Conza said:
Your first point I left for last because that sounds cool, but also quite impossible.
Do you mean to say, that instead of a fixed story, you're just in a world or some sort? Could you elaborate on this a bit more? I think I get what you're saying, but if I do, that doesn't seem possible.
Here's an example. Let's say you're making a military FPS and you're scripting something where when you approach the terrorist base with helicopter support. A terrorist comes out with an RPG and shoots the helicopter and spins and crashes into a building. First you'd have to figure out how to make sure the helicopter is in the right spot when the player hits the invisible trigger, so maybe the helicopter flies in front of you to hover at a designated waiting position. You hit the trigger and the scripted animation starts. The terrorist walks out. Now you have to either make the terrorist temporarily invincible or tie the player's hands somehow (maybe the player's still riding in a humvee or something). Then you have to script the shot from the RPG to the helicopter's designated hovering point, animate the smoking and spinning helicopter, animate the deformation as it hits the building, animate the debris from the building, etc. It's a lot of work to make that one thing happen, and probably more work to make sure that the player stands in the right spot and has a good view of it.
Now, if the game has more advanced AI and physics, then all you need to do is set up the situation and it'll naturally happen, probably slightly differently for every player of the game. Just tell the helicopter pilot AI to circle around the terrorist base, and give the terrorist AI a high-priority objective to take down the helicopter. Then it's no longer a scripted linear sequence, just a situation in which there's a very high probability of a cool helicopter crash happening.
Maybe one player approaches the situation, and the helicopter's flying just over the humvee that he's riding in when the RPG hits in. That guy has to get out of the humvee and run like hell.
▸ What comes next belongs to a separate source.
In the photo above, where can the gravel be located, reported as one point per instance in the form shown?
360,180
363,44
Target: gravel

Another player approaches the same situation. And this time the NPC helicopter pilot reacts quick enough to dodge the RPG shot, but in its evasive maneuver clips a building, and it's too out of control to avoid the next RPG shot. The helicopter is jolted back towards the building, its blades all get clipped off by the building wall. The blades fly out everywhere and the helicopter drops like a stone.
Yet another player approaches the same situation, sees the guy with the RPG and manages to take the shot. Another terrorist runs in and picks up the RPG, and manages to hit the helicopter, which is closer to the base this time and ends up crashing into a ammunition cache. BOOM! Whoa, hey, there's a new entrance to the base now!
That's the kind of thing I'm talking about - instead of forcing the player through linear sequences, developers can just set up situations where something awesome is just waiting to happen, and trusting the engine to work its magic.
Although, I suppose any sequences involving recorded dialogue by voice actors will have to remain about the same as this generation.